Adnan Oktar organize suç örgütü davasında tahliye taleplerine ret

Adnan Oktar organize suç örgütüne yönelik, aralarında örgütün elebaşı Adnan Oktar'ın da bulunduğu 76'sı tutuklu 226 kişinin yargılandığı davada, bazı tutuksuz sanıklar savunma yaptı

Kaynak : Anadolu Ajansı
Haber Giriş : 14 Ocak 2020 14:17, Son Güncelleme : 14 Ocak 2020 14:17
Adnan Oktar organize suç örgütü davasında tahliye taleplerine ret

Adnan Oktar organize suç örgütüne yönelik, aralarında örgütün elebaşı Adnan Oktar'ın da bulunduğu 76'sı tutuklu 226 kişinin yargılandığı davada, bazı tutuksuz sanıklar savunma yaptı.

İstanbul 30. Ağır Ceza Mahkemesince Silivri Ceza İnfaz Kurumu Yerleşkesi karşısında bulunan salonda yapılan duruşmada, hakkında adli kontrol tedbiri bulunan tutuksuz sanık Hatice Akoğlu'nun savunması alındı.

Devlet memuru olduğunu söyleyen sanık Akoğlu, 2014 yılında evinin önünde örgüt elebaşı Adnan Oktar'ın bir kitabını bulup okuduğunu, sonrasında diğer kitaplarından da sipariş verdiğini, bu gruptan birtakım kişilerle sosyal medyadan arkadaş olduğunu ifade etti.

Grubun bazı konferanslarına da katıldığını ve Adnan Oktar'ın kitaplarını sattığı kaydeden Akoğlu, "Dindar ailede yetiştim. Milliyetçi bir insanım, bunlara katkı sağlayacak eserleri okudum, bu eserlerin hiçbir zararını görmedim.

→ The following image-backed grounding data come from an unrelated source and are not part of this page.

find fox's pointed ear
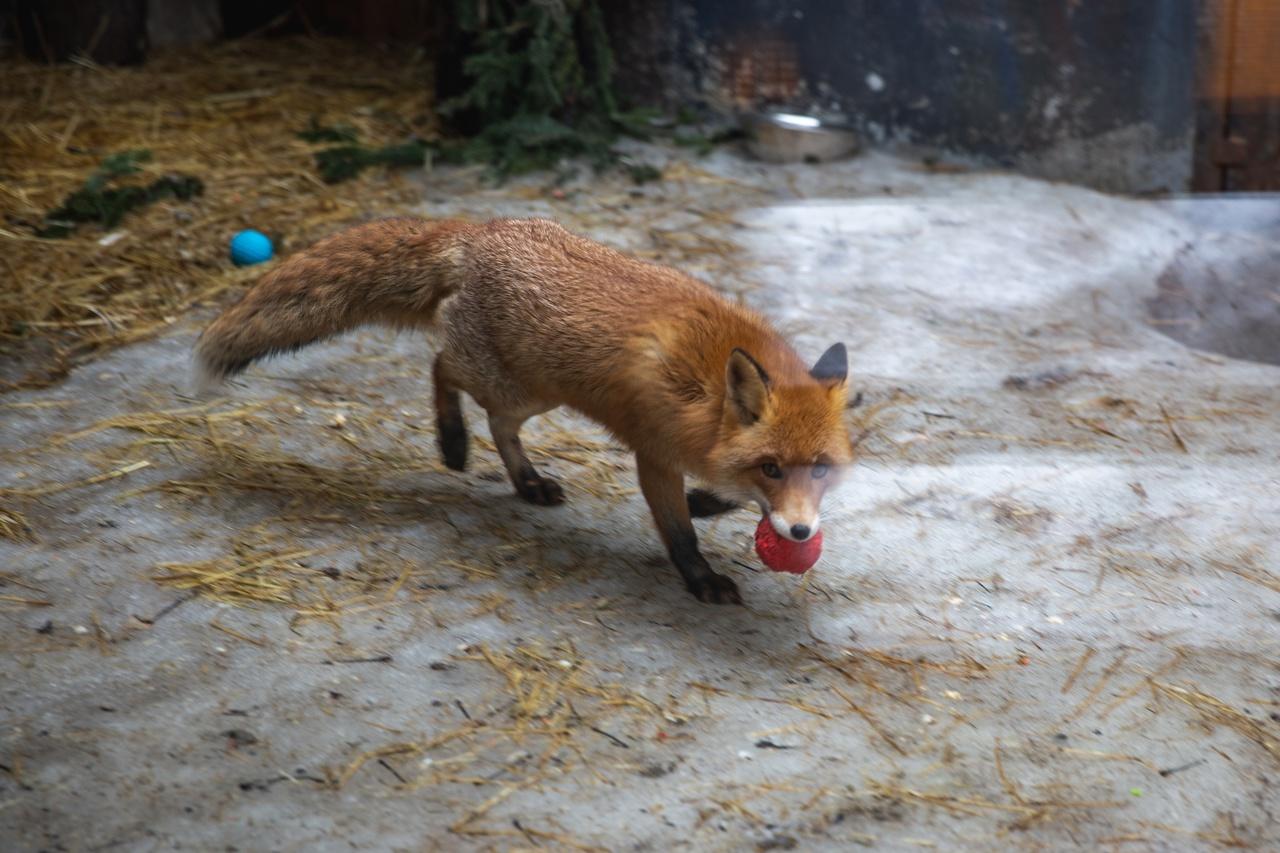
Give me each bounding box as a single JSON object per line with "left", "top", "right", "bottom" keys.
{"left": 725, "top": 348, "right": 771, "bottom": 425}
{"left": 811, "top": 343, "right": 848, "bottom": 387}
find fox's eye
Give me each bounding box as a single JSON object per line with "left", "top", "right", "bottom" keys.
{"left": 812, "top": 464, "right": 829, "bottom": 479}
{"left": 761, "top": 462, "right": 783, "bottom": 479}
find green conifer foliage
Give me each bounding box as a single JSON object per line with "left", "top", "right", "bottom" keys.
{"left": 441, "top": 0, "right": 646, "bottom": 175}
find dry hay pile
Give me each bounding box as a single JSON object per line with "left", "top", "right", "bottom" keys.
{"left": 0, "top": 36, "right": 432, "bottom": 389}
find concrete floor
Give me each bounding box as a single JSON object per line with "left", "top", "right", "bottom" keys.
{"left": 2, "top": 147, "right": 1279, "bottom": 852}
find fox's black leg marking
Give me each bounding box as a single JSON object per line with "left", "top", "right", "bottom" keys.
{"left": 668, "top": 530, "right": 744, "bottom": 605}
{"left": 687, "top": 489, "right": 739, "bottom": 519}
{"left": 489, "top": 414, "right": 564, "bottom": 506}
{"left": 438, "top": 401, "right": 468, "bottom": 472}
{"left": 637, "top": 456, "right": 743, "bottom": 605}
{"left": 433, "top": 356, "right": 468, "bottom": 471}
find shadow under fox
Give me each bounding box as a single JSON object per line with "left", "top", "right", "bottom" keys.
{"left": 196, "top": 217, "right": 853, "bottom": 604}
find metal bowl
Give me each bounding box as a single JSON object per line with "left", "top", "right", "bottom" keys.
{"left": 743, "top": 111, "right": 860, "bottom": 163}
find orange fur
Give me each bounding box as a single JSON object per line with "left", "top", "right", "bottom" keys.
{"left": 195, "top": 217, "right": 853, "bottom": 604}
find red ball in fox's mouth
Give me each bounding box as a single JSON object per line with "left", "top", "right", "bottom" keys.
{"left": 754, "top": 517, "right": 823, "bottom": 574}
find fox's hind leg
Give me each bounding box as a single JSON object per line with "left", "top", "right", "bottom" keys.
{"left": 433, "top": 355, "right": 469, "bottom": 471}
{"left": 434, "top": 334, "right": 560, "bottom": 505}
{"left": 488, "top": 412, "right": 565, "bottom": 506}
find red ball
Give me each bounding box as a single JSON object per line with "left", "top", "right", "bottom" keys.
{"left": 754, "top": 517, "right": 823, "bottom": 574}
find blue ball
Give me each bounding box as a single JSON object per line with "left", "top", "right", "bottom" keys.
{"left": 230, "top": 229, "right": 274, "bottom": 266}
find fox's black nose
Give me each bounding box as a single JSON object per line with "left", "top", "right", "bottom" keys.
{"left": 790, "top": 524, "right": 811, "bottom": 541}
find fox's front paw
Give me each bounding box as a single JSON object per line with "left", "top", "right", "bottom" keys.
{"left": 516, "top": 475, "right": 565, "bottom": 506}
{"left": 688, "top": 573, "right": 743, "bottom": 605}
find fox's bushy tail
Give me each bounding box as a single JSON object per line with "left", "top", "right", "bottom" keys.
{"left": 194, "top": 217, "right": 471, "bottom": 388}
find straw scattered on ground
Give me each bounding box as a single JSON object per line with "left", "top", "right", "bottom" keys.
{"left": 331, "top": 638, "right": 668, "bottom": 842}
{"left": 0, "top": 36, "right": 431, "bottom": 388}
{"left": 7, "top": 383, "right": 1277, "bottom": 843}
{"left": 0, "top": 505, "right": 35, "bottom": 542}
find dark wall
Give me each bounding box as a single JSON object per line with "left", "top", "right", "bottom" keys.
{"left": 6, "top": 0, "right": 1201, "bottom": 192}
{"left": 638, "top": 0, "right": 1200, "bottom": 193}
{"left": 13, "top": 0, "right": 149, "bottom": 64}
{"left": 7, "top": 0, "right": 438, "bottom": 61}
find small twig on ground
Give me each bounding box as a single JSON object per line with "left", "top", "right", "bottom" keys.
{"left": 588, "top": 726, "right": 629, "bottom": 749}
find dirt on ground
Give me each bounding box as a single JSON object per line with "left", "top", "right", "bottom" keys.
{"left": 2, "top": 148, "right": 1279, "bottom": 852}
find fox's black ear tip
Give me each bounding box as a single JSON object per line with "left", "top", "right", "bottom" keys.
{"left": 811, "top": 342, "right": 848, "bottom": 383}
{"left": 728, "top": 347, "right": 770, "bottom": 382}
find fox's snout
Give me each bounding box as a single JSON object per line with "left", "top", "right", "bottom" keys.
{"left": 769, "top": 512, "right": 819, "bottom": 542}
{"left": 766, "top": 483, "right": 822, "bottom": 541}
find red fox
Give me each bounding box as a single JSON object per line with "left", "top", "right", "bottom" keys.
{"left": 195, "top": 218, "right": 853, "bottom": 604}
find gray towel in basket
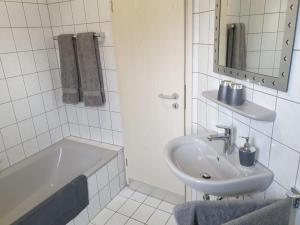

Adnan Bey'in arkadaşlarından bir kaç kişiyi tanıyorum hiçbir zarar görmedim böyle bir şeye şahit olsam CİMER'e şikayet ederdim." dedi.

"Örgüte bilerek veya isteyerek yardım" suçundan tutuksuz yargılanan postacı Muhlis Güvenç de savunmasında, hakkındaki suçlamaları kabul etmediğini söyledi.

Sanık Güvenç, 22 yıldır postacı olduğunu, Perpa bölgesinde genellikle avukatlık bürolarına dağıtım yaptığını belirterek, "Onlarla telefonda irtibatım oluyor. Bu dağıtım yerlerimden birindeki hukuk bürosunda Fatih Kılıç isimli kişi çalışıyordu. O büroya gelen tebligatları kendisine teslim ediyordum. Dağıtım yaptığım kişilerin örgütle bağlantısı olup olmadığını bilemem. Telefon görüşmelerime bakarsanız beni de genelde avukatlar arar." diye konuştu.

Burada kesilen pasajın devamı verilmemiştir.